Spidy is an open source scripting language for Web scraping or Web spiders programming. It combines flexibility of programming language with typical scraping tasks like loading document, extracting data from it using XPath selectors or rendering resulting markup with templates.
In a big picture, Spidy sees itself like a tool to build data aggregators, news feeds or simply collecting data across the Internet. When you feed scraping script to Spidy, it returns ready to be consumed string, data list or even the whole HTML page.
While there are very nice scraping frameworks (see Useful Links) available, Spidy doesn’t require deep programming knowledge or skills and can be used even by power users, who understand the domain.
Spidy is written in amazing Python 2.7, has no dependencies, but Python Standard Library. Spidy borrows some syntax rules (e.g. indentation) from Python as well.
Lets try a basic example without going to deep into the details. Say, we would like to extract some content from some content Web site. For example, lets collect all image links from http://imgur.com/ from ‘top images of today’.
Simple Spidy script will help us get it done, so lets write it down:
import spidy as ss
print ss.do('''
get 'http://imgur.com/'
skip &'//div[@id="imagelist"]'
return &'//img@src'
''')
What it does is very simple: it loads document, then skips to HTML element with id=imagelist and selects src attribute values from all img elements.
Lets see what the script returns. Oops! It raises DocumentException which says ‘document format can’t be resolved’. This means Spidy doesn’t get how to parse loaded document. Lets fix this and also add validation to check whether document was loaded at all:
1 get 'http://imgur.com/' as html
2 if & == None:
3 return 'failed :('
4 skip &'//div[@id="imagelist"]'
5 return &'//img@src'
Note
& - is a magic operator which helps to evaluate XPath expressions and if used alone, returns the whole document’s content. Second actually can help to determine whether document was loaded successfully.

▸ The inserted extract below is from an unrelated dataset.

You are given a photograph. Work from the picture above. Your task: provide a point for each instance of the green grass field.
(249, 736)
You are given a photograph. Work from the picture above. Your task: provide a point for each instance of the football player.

Now it returns list of Unicode strings like '//i.imgur.com/<hash>.jpg'. Well, it seems broken, so we’ve got to do a bit more to get correct links from the data. Lets prepend 'http:' to each string and store the results in a separate list:
1 get 'http://imgur.com/' as html
2
3 if & == None:
4 return 'failed :('
5
6 skip &'//div[@id="imagelist"]'
7
8 image_urls = []
9 image_sources = &'//img@src'
10
11 for src in image_sources:
12 image_urls << ('http:' + src)
13
14 return image_urls
Aright, the links are fixed now. What to do with them is up to script author, but please remember copyright laws and simply be nice to people who bring the content online :)